If you're just cruising around town getting groceries then no problem. I can drive around all day without getting into boost on any DSM I've ever owned. Just don't go hard on the car and you'll be fine.
 
So silvreclips makes a good point about hearing the detonation. My experience with this was an old dodge truck that was designed to run on leaded, and I could hear that big old 383 when it would get a tank of gas that was not up to snuff and I opened the throttle at medium rpms and high load (like pulling up a grade). Hard to describe the sound, especially in writing. You might check Youtube to see if someone has recorded a similar turbo 4 doing it. I've never heard it myself in my car, or any other modern turbo car, though I assumed it would be audible. Perhaps its not, especially if it's slight. The knock sensor should, as described, inform the computer if that it is happening, and that should adjust timing to try to compensate. I wonder if there is a way to rig a warning light when that is detected, and you could ease up on the throttle to relieve boost. That would be outside my limited knowledge of these cars, though.
 
With a wideband, not really. Need to monitor knock. Might be able to with a scan tool, I've used a Bluetooth style one with the Torque app and on most vehicles it gives you pretty good data. Can't recall if knock retard is a value as I've never used it on a DSM yet.
 
Thanks guys for the info. One last question though, since a warning was mentioned, is there a way to tell if it's detonating with the wideband?
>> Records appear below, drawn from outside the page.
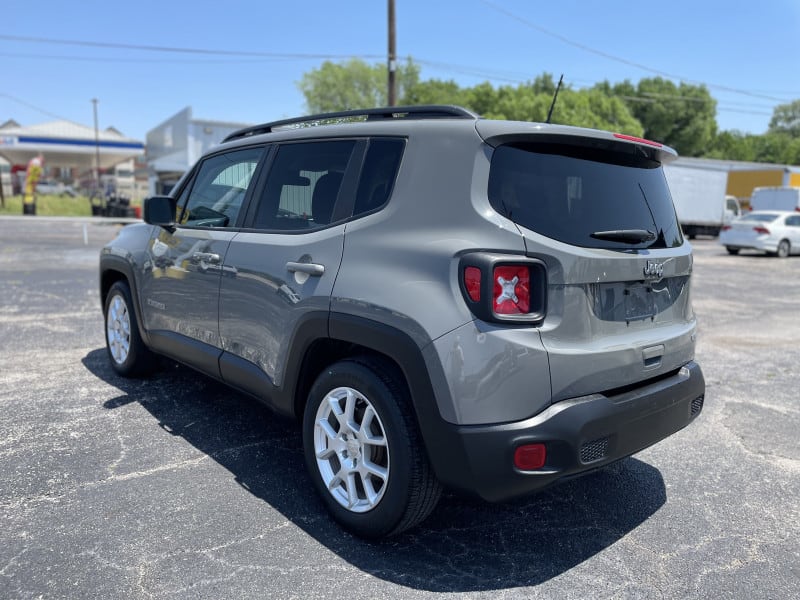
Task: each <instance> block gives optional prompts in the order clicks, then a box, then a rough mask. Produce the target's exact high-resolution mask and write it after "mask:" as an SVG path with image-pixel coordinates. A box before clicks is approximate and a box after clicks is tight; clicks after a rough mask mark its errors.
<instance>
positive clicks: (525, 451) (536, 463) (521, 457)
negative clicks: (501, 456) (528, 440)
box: [514, 444, 547, 471]
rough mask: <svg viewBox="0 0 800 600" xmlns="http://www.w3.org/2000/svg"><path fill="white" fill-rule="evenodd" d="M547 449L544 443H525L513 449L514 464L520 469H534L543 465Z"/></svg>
mask: <svg viewBox="0 0 800 600" xmlns="http://www.w3.org/2000/svg"><path fill="white" fill-rule="evenodd" d="M546 458H547V450H546V449H545V445H544V444H525V445H524V446H520V447H519V448H517V449H516V450H514V466H515V467H517V468H518V469H519V470H520V471H534V470H536V469H541V468H542V467H543V466H544V463H545V460H546Z"/></svg>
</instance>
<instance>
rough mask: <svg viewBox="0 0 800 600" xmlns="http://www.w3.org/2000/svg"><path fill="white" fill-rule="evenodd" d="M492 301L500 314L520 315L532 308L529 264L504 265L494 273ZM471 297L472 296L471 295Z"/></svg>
mask: <svg viewBox="0 0 800 600" xmlns="http://www.w3.org/2000/svg"><path fill="white" fill-rule="evenodd" d="M492 280H493V282H494V292H493V294H492V302H493V307H492V309H493V310H494V312H495V313H497V314H498V315H520V314H525V313H527V312H529V311H530V308H531V275H530V271H529V270H528V267H527V266H524V265H504V266H502V267H495V268H494V272H493V273H492ZM470 297H471V296H470Z"/></svg>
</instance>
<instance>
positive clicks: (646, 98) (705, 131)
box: [613, 77, 717, 156]
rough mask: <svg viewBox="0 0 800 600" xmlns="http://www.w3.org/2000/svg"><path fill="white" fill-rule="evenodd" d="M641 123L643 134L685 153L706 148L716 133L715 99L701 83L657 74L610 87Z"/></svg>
mask: <svg viewBox="0 0 800 600" xmlns="http://www.w3.org/2000/svg"><path fill="white" fill-rule="evenodd" d="M613 90H614V94H615V95H616V96H618V97H620V98H621V99H623V100H624V101H625V103H626V104H627V105H628V107H629V108H630V109H631V112H632V113H633V115H634V116H635V117H636V118H637V119H638V120H639V122H640V123H641V124H642V126H643V127H644V136H645V137H646V138H649V139H653V140H658V141H660V142H664V143H665V144H668V145H670V146H672V147H674V148H675V149H676V150H677V151H678V152H679V153H680V154H683V155H686V156H702V155H704V154H705V153H707V152H708V150H709V149H710V148H711V145H712V143H713V142H714V138H715V135H716V133H717V120H716V111H717V103H716V100H714V99H713V98H712V97H711V94H710V93H709V91H708V89H707V88H706V87H705V86H704V85H691V84H687V83H681V84H680V85H675V84H674V83H672V82H671V81H669V80H667V79H662V78H661V77H655V78H649V79H641V80H640V81H639V83H638V85H637V86H636V88H635V90H634V88H633V85H632V84H631V83H630V82H629V81H625V82H623V83H621V84H617V85H615V86H614V87H613Z"/></svg>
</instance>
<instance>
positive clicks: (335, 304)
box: [100, 106, 705, 537]
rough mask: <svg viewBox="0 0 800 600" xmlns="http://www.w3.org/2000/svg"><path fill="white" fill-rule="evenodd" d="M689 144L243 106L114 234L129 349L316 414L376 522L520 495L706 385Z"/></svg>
mask: <svg viewBox="0 0 800 600" xmlns="http://www.w3.org/2000/svg"><path fill="white" fill-rule="evenodd" d="M675 156H676V155H675V152H674V151H673V150H671V149H670V148H667V147H664V146H662V145H661V144H657V143H654V142H650V141H648V140H643V139H639V138H633V137H630V136H626V135H621V134H612V133H607V132H603V131H595V130H589V129H580V128H574V127H566V126H558V125H548V124H537V123H521V122H507V121H491V120H483V119H480V118H478V117H477V116H476V115H474V114H472V113H471V112H469V111H467V110H465V109H462V108H458V107H447V106H425V107H394V108H386V109H370V110H363V111H350V112H346V113H335V114H325V115H314V116H309V117H304V118H302V119H294V120H288V121H278V122H274V123H268V124H264V125H260V126H256V127H251V128H247V129H244V130H241V131H239V132H236V133H234V134H232V135H230V136H229V137H228V138H227V139H226V140H225V141H224V142H223V143H222V144H221V145H220V146H218V147H216V148H214V149H213V150H212V151H210V152H209V153H208V154H207V155H206V156H204V157H203V158H202V159H201V160H200V161H199V162H198V163H197V165H195V166H194V168H193V169H192V170H191V171H190V172H189V173H187V174H186V176H185V177H184V178H183V179H182V181H181V182H180V183H179V184H178V186H177V187H176V188H175V190H174V193H173V196H172V197H153V198H149V199H148V200H146V201H145V206H144V220H145V221H146V223H144V224H139V225H132V226H129V227H126V228H124V229H123V230H121V232H120V234H119V236H118V237H117V238H116V239H115V240H113V241H112V242H111V243H110V244H109V245H108V246H107V247H105V248H104V249H103V250H102V253H101V257H100V291H101V298H102V302H103V307H104V314H105V324H106V337H107V342H108V353H109V357H110V359H111V365H112V366H113V368H114V369H115V371H116V372H117V373H119V374H120V375H123V376H134V375H142V374H145V373H146V372H148V370H149V369H151V368H152V367H153V365H154V363H155V360H154V359H155V356H156V355H163V356H167V357H169V358H172V359H175V360H177V361H179V362H181V363H184V364H186V365H189V366H191V367H193V368H195V369H197V370H199V371H201V372H203V373H205V374H207V375H209V376H211V377H214V378H216V379H219V380H221V381H223V382H225V383H227V384H230V385H231V386H232V387H234V388H236V389H238V390H241V391H243V392H246V393H248V394H250V395H252V396H254V397H256V398H258V399H259V400H261V401H263V402H265V403H266V404H267V405H268V406H270V407H271V408H272V409H274V410H275V411H277V412H278V413H282V414H285V415H289V416H292V417H295V418H296V419H298V420H300V421H301V422H302V434H303V443H304V451H305V458H306V462H307V466H308V470H309V474H310V478H311V480H312V482H313V484H314V486H315V487H316V488H317V491H318V492H319V494H320V495H321V497H322V499H323V501H324V502H325V504H326V505H327V507H328V508H329V510H330V512H331V513H332V515H333V517H334V518H335V519H336V520H337V521H338V522H339V523H340V524H342V525H343V526H344V527H346V528H347V529H349V530H350V531H352V532H354V533H356V534H358V535H361V536H365V537H381V536H386V535H391V534H393V533H397V532H400V531H403V530H404V529H407V528H409V527H412V526H414V525H416V524H418V523H419V522H420V521H422V520H423V519H424V518H425V517H426V516H427V515H428V514H429V513H430V512H431V510H432V509H433V508H434V506H435V504H436V502H437V500H438V498H439V494H440V491H441V489H442V486H447V487H449V488H452V489H456V490H462V491H467V492H472V493H475V494H477V495H479V496H481V497H482V498H484V499H486V500H489V501H501V500H504V499H508V498H512V497H515V496H518V495H521V494H525V493H528V492H531V491H534V490H538V489H541V488H543V487H545V486H547V485H549V484H552V483H554V482H556V481H558V480H560V479H562V478H565V477H569V476H574V475H576V474H579V473H582V472H586V471H589V470H592V469H596V468H598V467H601V466H603V465H606V464H608V463H610V462H612V461H615V460H618V459H620V458H623V457H625V456H628V455H630V454H632V453H634V452H637V451H639V450H641V449H643V448H645V447H647V446H649V445H651V444H653V443H655V442H657V441H659V440H661V439H663V438H665V437H667V436H669V435H670V434H672V433H674V432H676V431H678V430H679V429H681V428H682V427H684V426H686V425H687V424H688V423H690V422H691V421H692V420H693V419H694V418H695V417H696V416H697V415H698V414H699V412H700V411H701V409H702V406H703V396H704V391H705V383H704V380H703V375H702V372H701V370H700V367H699V366H698V365H697V363H695V362H694V360H693V359H694V348H695V330H696V323H695V317H694V314H693V312H692V307H691V302H690V277H691V272H692V254H691V247H690V246H689V244H688V243H687V242H686V241H685V240H684V238H683V236H682V234H681V230H680V228H679V226H678V222H677V220H676V217H675V210H674V208H673V205H672V200H671V197H670V193H669V189H668V187H667V184H666V182H665V179H664V174H663V172H662V168H661V165H662V163H664V162H667V161H670V160H673V159H674V158H675Z"/></svg>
I am not sure what gas you run but CR 9.0:1 is not that high to concern. If you worry then you can use a thicker head gasket to lower the CR a bit.
As for hearing knock, it is hard to hear while you are driving because it would be mixed with other sound/noise especially at WOT mechanical noise would be louder than knock sound, so you need a knock monitor with a good headphones to "hear" or record it with a laptop and make it filtered to distinguish. Or just get ECMLink or some ECU that allows you to log.
But you can hear at low RPM if your car is not noisy. The knock sound is similar to the sound that sands hitting oil pan or inside of fenders. A wideband doesn't directly tell you about knock but it will help you a lot in many situations.
 
I did buy a daily car that I don't have to worry about reliability with. I took the block back to the machine shop for them to "fix" the problem. Not holding my breath on that though. Still waiting for their assessment of what went wrong. I'm already pretty sure the crank and rods are done.